分类:
2008-10-13 16:30:08
I think all software developers know unicode. But as I know, some of them misunderstand them. Why did I say these
words. Because maybe you would think Unicode is a char set, or someone think it is a encoding methodology etc. Yes,
you are right, but partly. In wikipedia website the defination of Unicode standard is:
Unicode consists of a repertoire of about 100,000 characters, a set of code charts for visual reference, an encoding
methodology and set of standard character encodings, an enumeration of character properties such as upper and lower
case, a set of reference data computer files, and a number of related items, such as character properties, rules for
text normalization, decomposition, collation, rendering and bidirectional display order (for the correct display of
text containing both right-to-left scripts, such as Arabic or Hebrew, and left-to-right scripts).
OK, After seen this, you must say it's very complex, but I will tell you we only know two part of Unicode standard
is enough:
1. Unicode is a Char Set.
2. Unicode defines two mapping methods: the Unicode Transformation Format (UTF) encodings, and the Universal Character
Set (UCS) encodings.
In my experience, someone also misunderstand the UTF and Unicode. UTF is a encoding method for unicode, and until
now it has three kind: UTF-8, UTF-16, UTF-32. The number 8,16,32 means the Transformation Format is an octet (8-bit)
lossless encoding of Unicode characters. For example UTF-8 encodes each Unicode character as a variable number
of 1 to 4 octets, where the number of octets depends on the integer value assigned to the Unicode character. It is
an efficient encoding of Unicode documents that use mostly US-ASCII characters because it represents each character
in the range U+0000 through U+007F as a single octet.
And finally, In C/C++, it supports unicode using wchar_t. But you must note some tips of it. So what's the size of a
wchar_t then? 2 or 4 byte? The answer is yes - that is, the standards don't specify an exact length. The Unicode 4.0
standard says that "ANSI/ISO C leaves the semantics of the wide character set to the specific implementation but
requires that the characters from the portable C execution set correspond to their wide character equivalents by
zero extension." Furthermore, the standard specifies: "The width of wchar_t is compiler-specific and can be as small
as 8 bits.
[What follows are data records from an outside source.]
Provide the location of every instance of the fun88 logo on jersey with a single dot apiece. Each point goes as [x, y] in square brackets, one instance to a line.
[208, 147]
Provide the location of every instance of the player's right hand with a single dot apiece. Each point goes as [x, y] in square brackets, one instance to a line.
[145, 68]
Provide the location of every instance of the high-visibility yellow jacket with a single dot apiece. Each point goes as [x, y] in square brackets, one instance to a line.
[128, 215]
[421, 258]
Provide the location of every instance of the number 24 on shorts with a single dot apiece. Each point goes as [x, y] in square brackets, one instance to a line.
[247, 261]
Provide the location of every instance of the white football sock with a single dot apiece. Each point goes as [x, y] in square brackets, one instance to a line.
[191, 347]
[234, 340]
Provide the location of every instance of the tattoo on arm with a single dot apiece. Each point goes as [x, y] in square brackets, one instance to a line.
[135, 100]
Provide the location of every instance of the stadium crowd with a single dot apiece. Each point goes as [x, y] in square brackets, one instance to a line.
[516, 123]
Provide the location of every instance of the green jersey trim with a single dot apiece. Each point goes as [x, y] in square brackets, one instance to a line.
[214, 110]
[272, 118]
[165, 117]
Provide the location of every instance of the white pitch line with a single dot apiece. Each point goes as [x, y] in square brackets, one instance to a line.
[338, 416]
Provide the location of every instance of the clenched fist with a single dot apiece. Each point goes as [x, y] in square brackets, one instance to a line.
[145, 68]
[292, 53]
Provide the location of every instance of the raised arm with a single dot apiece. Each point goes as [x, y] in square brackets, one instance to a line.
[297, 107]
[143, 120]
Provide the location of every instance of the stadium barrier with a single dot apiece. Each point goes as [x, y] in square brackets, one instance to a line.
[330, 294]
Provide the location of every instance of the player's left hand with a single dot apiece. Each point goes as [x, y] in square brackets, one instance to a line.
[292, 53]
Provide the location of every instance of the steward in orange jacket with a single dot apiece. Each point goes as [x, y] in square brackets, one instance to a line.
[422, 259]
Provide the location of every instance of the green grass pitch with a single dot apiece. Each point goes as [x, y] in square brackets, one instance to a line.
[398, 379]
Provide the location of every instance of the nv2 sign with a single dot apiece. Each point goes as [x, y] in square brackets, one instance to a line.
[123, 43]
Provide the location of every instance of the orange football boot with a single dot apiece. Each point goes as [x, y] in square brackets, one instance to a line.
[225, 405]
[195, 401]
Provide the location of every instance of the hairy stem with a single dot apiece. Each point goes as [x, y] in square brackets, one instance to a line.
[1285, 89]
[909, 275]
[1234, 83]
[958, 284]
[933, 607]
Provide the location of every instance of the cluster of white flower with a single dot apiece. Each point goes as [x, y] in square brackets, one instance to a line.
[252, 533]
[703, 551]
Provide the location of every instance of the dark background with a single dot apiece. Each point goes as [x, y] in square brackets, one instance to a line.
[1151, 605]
Consequently, programs that need to be portable across any C or C++ compiler should not use wchar_t for
storing Unicode text. The wchar_t type is intended for storing compiler-defined wide characters, which may be
Unicode characters in some compilers."
This means that a UNIX-like operating system will usually use 4 bytes (it's best to verify this by using sizeof()).
If you use the Microsoft Windwws API, you end up with 2 bytes per wchar_t.
Note, you must know the ecoding method when you meet a string.